Special Purpose Acquisition Companies (SPACs) have become a popular topic for discussion in the mainstream conversation of finance in recent months. The primary purpose of a SPAC is to make a public offering of a private company. In SPACs, private companies are able to go public without needing to go down the official IPO process. 2021 has already been a blockbuster year for SPAC underwritings due to the hefty valuations that SPACs have received from public demand. However, the present situation could potentially turn into a misallocation of public capital, if existing risk-taking behavior continues to move at its current pace.
A company that goes public in a SPAC is able to sidestep the challenges of traditional IPO filings and roadshows. Companies can do this by obtaining a SPAC sponsor that is able to perform an IPO on behalf of the private company. Any proceeds raised in a SPAC IPO are then moved into the private business as a way to fund that business. SPACs are essentially shell companies that push money into early-stage companies, usually startups. Ownership in a SPAC ends once the underlying investment is mature enough to stand as a public entity. At that time, the old SPAC shares are changed over into ownership of a new public investment.
Today’s high valuations in public markets have made it an opportune time for companies to go public in a SPAC. Without a SPAC, private companies in a venture are naturally left to find fresh capital in private channels, which could either be in low supply or based on smaller valuations. Yet, even in private equity markets, activity has been on the rise and valuations have been pushed higher. SPACs democratize markets for regular investors who would otherwise be locked out of such investments. It is important to remain mindful of both the potential return and risk.
There have been examples of successful companies going public through a SPAC, such as Virgin Galactic, DraftKings, Lordstown Motors, and Opendoor Technologies. Many of these companies have valuations well into the billions. However, SPACs are high risk since many of these venture companies are in their pre-revenue days, earn no profits, and operate in unproven product markets. These factors make a traditional IPO difficult because when the facts of a venture are made clear, public interest for its IPO can dissolve into a reduced IPO price or even a cancellation of the IPO. Valuations are built on the future and the latest rush into SPACs necessitates a promising tomorrow.
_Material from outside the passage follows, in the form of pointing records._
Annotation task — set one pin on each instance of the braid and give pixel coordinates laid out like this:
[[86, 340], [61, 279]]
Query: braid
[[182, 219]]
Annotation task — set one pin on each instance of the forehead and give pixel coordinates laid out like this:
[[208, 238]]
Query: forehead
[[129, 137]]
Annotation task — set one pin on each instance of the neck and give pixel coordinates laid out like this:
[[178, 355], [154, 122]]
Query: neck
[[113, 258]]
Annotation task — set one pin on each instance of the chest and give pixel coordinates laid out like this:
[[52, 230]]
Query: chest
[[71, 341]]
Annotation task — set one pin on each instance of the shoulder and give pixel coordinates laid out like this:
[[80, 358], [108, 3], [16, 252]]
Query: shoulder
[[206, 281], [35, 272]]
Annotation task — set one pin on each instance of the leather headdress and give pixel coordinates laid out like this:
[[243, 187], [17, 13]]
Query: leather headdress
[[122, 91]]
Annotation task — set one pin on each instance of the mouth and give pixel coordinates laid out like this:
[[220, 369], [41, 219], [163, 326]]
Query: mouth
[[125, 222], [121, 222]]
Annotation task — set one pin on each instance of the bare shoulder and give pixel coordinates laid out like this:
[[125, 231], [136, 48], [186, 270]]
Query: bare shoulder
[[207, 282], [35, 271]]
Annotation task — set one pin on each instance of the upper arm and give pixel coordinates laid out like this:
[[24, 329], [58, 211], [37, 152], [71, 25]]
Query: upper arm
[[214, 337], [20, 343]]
The first quarter of 2021 has seen unprecedented flows move into SPACs. About one-hundred billion dollars have gone into SPACs this year, which already exceeds the combined sums of 2018, 2019, and 2020. Furthermore, about 70% of all new money raised in IPOs this year has been in SPACs.
Today’s rise in SPAC investing could serve as a testimony to the current times. In an effort to make sound decisions, investors need to be mindful of certain key shifts in the investment landscape which relate to the rise in SPAC popularity. SPACs were once popular investments in the lead up to the dot-com bubble. In those days, risk-taking was a popular pursuit since public capital was relatively cheap and plentiful. In the current landscape, we have experienced unprecedented fiscal stimulus during a time when monetary policy is simultaneously almost as aggressively growth-oriented as possible. These types of policies can lead to certain asset bubbles.
Further, the opportunity cost of investing in equities, through vehicles such as bonds, has been currently pushed to a minimum. All of these trends lead to increased interest in risk assets. Investors become almost agnostic of the price they pay to join in on popular investment trends without any answers for the value that they receive in return. This can lead to further behavioral trends where investors want to follow the “heard” and not miss out on opportunities, leading to additional price appreciation. It is important for investors to appropriately balance any investment’s risks and rewards as well as maintain a full perspective of these broader investment trends.